Moncoutié :"En novembre (1997, ndlr), Cyrille Guimard venait de me faire signer. Je me souviens de sa première question : ‘alors qu'est-ce que tu souhaites faire chez les pros ?’”
- “mon but c'est d'être heureux“.
- “mais ça, ce n’est pas un objectif !“
#Thread
Le longiligne coureur du Lot cultive sa différence dès son plus jeune âge, écumant les pelotons juniors juché sur un vélo sans pédales automatiques, baskets aux pieds, jambes non épilées.

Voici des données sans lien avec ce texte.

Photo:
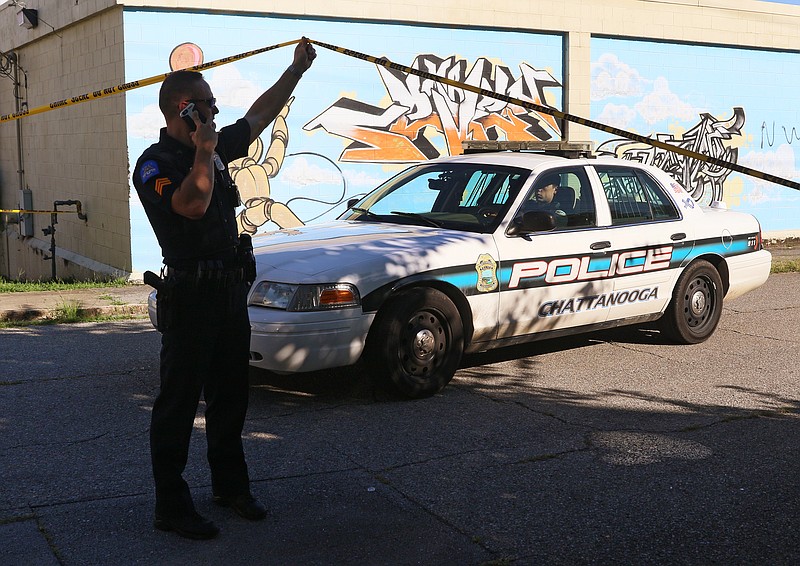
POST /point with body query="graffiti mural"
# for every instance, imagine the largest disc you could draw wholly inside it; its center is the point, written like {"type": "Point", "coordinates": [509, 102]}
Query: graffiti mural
{"type": "Point", "coordinates": [710, 136]}
{"type": "Point", "coordinates": [422, 111]}
{"type": "Point", "coordinates": [699, 101]}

La culture vélo et le matériel, ce n'est pas son fort au natif de Biars-sur-Cère.
“J'étais à la rue, je ne m'y intéressais pas du tout. Deux roues, un vélo et je pédalais. Mon vélo d'entrainement, je le gonflais une fois par mois. Je n’y faisais pas vraiment attention. Je n'étais pas très pointilleux"
Ce sont les années dopage. Il est assez solitaire : “J'en faisais un peu qu'à ma tête, ce n’était pas évident pour les autres de me gérer. Dans les 1eres années, il se passait énormément de “choses” dans le vélo. Donc je me suis peut-être renfermé dans une bulle”
Il côtoie le gotha du cyclisme chez Cofidis : Rominger, Vanderbroucke, Armstrong, Kivilev... : “Si ces coureurs m'ont aidé à évoluer ? C'est difficile à dire. Vu que ce n’était pas les meilleures années du vélo, j'ai pris le parti de ne prendre personne comme exemple”
Il hérite rapidement de l’étiquette de coureur propre . A son corps défendant : “Cette étiquette de 100% bio je ne la cherchais pas particulièrement. Parce que, dans le milieu, être celui qui lave plus blanc que blanc, ce n’était pas forcément bien perçu.”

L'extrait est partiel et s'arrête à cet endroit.